A review by guiltlesspleasures
The Ninth Life of Louis Drax by Liz Jensen

3.0

I'm a big fan of Liz Jensen. This book was very readable and the character of Louis Drax is compelling and well drawn - but something about the story didn't sit right with me. For one thing, the main narrator, Dr Dannachet, is a fool and quite irritating.

But the oddest thing is Jensen's approach to her female characters. There are two main ones: Louis' mother, Natalie, and the detective, Stephanie Charvillefort. They seem to have been set up as polar opposites in terms of gender: Natalie is delicate, fragile, nervous; the detective is butch, blunt, dogged. And -

Spoiler

when Louis' mother is found to be the crazy one, not her husband, Charvillefort says to the doctor, "I hope this doesn't colour your view of all women!" And this is accepted as a reasonable question. Why on earth would you assume that the actions of one woman would taint a man's view of all women, except if that man was seriously disturbed on a par with Elliot Rodger? It was seriously odd.
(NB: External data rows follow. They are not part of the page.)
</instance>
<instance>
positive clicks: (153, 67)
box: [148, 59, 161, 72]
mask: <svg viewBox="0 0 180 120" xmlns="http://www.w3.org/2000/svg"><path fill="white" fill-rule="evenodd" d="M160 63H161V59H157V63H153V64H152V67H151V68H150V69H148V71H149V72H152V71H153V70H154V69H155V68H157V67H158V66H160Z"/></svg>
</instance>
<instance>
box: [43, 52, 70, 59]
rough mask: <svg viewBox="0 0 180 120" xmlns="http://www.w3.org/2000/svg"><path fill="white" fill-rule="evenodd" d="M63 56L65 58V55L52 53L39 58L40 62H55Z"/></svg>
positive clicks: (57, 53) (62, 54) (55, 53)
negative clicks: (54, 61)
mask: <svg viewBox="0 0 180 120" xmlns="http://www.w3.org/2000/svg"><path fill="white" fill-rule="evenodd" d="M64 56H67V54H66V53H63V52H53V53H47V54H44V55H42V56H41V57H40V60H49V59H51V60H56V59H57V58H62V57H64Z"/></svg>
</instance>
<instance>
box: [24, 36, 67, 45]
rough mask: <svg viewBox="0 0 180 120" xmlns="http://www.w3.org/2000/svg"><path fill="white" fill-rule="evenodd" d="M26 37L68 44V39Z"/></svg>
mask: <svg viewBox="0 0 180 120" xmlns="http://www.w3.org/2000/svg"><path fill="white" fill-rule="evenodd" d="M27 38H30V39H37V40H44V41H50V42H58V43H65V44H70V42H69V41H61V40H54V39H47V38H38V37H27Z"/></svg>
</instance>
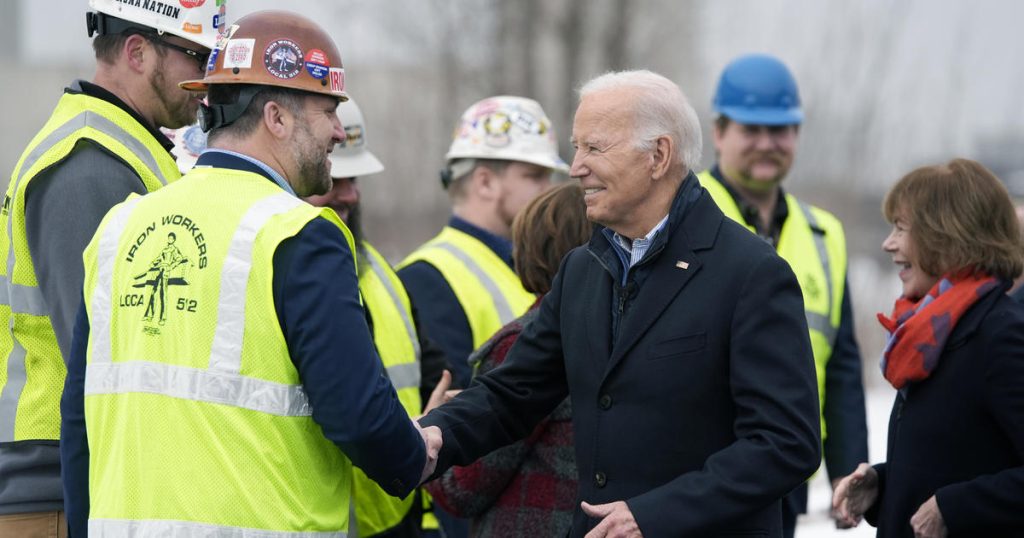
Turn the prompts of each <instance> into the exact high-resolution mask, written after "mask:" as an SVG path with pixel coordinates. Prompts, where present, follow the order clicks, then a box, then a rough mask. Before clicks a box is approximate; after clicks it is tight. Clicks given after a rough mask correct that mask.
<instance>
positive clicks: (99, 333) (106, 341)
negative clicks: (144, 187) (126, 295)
mask: <svg viewBox="0 0 1024 538" xmlns="http://www.w3.org/2000/svg"><path fill="white" fill-rule="evenodd" d="M140 200H142V198H141V197H137V198H132V199H129V200H128V201H126V202H125V203H123V204H121V205H120V206H116V209H114V211H115V212H114V213H113V214H112V215H111V217H110V220H109V221H108V222H106V225H105V226H104V227H103V232H102V235H100V236H99V242H98V243H97V244H96V284H95V286H93V288H92V297H88V298H87V300H89V340H90V342H89V345H90V347H91V348H92V358H91V359H90V360H89V362H90V363H110V362H111V316H112V312H111V311H112V306H111V305H112V299H111V297H112V293H113V292H114V290H113V288H114V261H115V259H116V258H117V255H118V242H119V241H120V240H121V234H122V233H124V229H125V226H126V225H128V218H129V217H130V216H131V212H132V209H134V208H135V205H136V204H138V202H139V201H140ZM86 372H88V367H87V368H86Z"/></svg>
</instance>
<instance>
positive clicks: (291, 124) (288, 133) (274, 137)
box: [263, 100, 296, 139]
mask: <svg viewBox="0 0 1024 538" xmlns="http://www.w3.org/2000/svg"><path fill="white" fill-rule="evenodd" d="M295 121H296V118H295V116H294V115H292V112H291V111H289V110H288V109H287V108H286V107H282V106H281V104H280V102H276V101H273V100H270V101H267V102H266V105H263V125H265V126H266V128H267V130H268V131H269V132H270V134H271V135H273V137H274V138H279V139H287V138H288V137H289V136H291V135H292V130H293V129H294V128H295Z"/></svg>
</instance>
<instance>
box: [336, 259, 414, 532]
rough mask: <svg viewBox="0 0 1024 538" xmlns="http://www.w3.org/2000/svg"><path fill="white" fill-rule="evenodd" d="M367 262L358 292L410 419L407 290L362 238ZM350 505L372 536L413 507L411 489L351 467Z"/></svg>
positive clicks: (411, 331) (391, 383)
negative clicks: (368, 317) (353, 494)
mask: <svg viewBox="0 0 1024 538" xmlns="http://www.w3.org/2000/svg"><path fill="white" fill-rule="evenodd" d="M362 247H364V250H365V251H366V254H367V256H366V263H364V264H362V265H361V266H360V267H359V292H360V293H361V294H362V302H364V304H365V305H366V307H367V309H368V311H370V319H372V320H373V322H374V327H373V329H374V344H375V345H376V347H377V354H378V355H379V356H380V358H381V362H382V363H383V365H384V371H385V372H386V373H387V376H388V378H389V379H390V380H391V384H392V385H393V386H394V389H395V392H397V395H398V401H399V402H401V407H402V408H404V409H406V412H407V413H409V416H410V417H415V416H417V415H419V414H420V412H421V411H422V409H423V404H422V402H421V398H420V340H419V337H418V336H417V334H416V327H415V326H414V324H413V307H412V305H411V304H410V301H409V295H408V294H407V293H406V288H404V287H403V286H402V285H401V281H400V280H398V276H397V275H395V274H394V271H393V270H392V268H391V265H390V264H388V262H387V260H386V259H384V256H381V254H380V253H379V252H377V250H376V249H374V247H373V246H372V245H370V243H367V242H365V241H364V242H362ZM354 471H355V473H354V481H353V482H354V488H355V490H354V491H355V494H354V501H353V502H354V504H355V520H356V529H358V532H359V536H373V535H375V534H380V533H382V532H384V531H386V530H388V529H391V528H393V527H395V526H396V525H398V524H399V523H401V521H402V520H403V519H404V518H406V516H407V515H408V514H409V510H411V509H412V508H413V501H414V500H415V499H416V494H415V492H414V493H412V494H410V495H409V496H408V497H406V498H404V499H398V498H396V497H392V496H390V495H388V494H387V493H385V492H384V490H382V489H381V488H380V486H378V485H377V483H376V482H374V481H372V480H371V479H370V478H369V477H367V475H366V474H365V473H364V472H362V471H361V470H359V469H358V468H355V469H354Z"/></svg>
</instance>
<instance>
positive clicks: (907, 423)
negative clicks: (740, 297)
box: [833, 159, 1024, 537]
Even more infuriating was a subsequent comment that some guy (another doctor, if I recall correctly) made to the detective, jokingly, when she ruefully mentions that, in contrast to the delicate Mme Drax, she can come across as a bit coarse. "Maybe you should wear make-up!" he says. And they all chuckle, including her.

It was just BIZARRE, how this creepy little tale of a unique little boy and his disturbed, manipulative mother got turned into some sort of odd tract on femininity. Can't quite work out why she did it.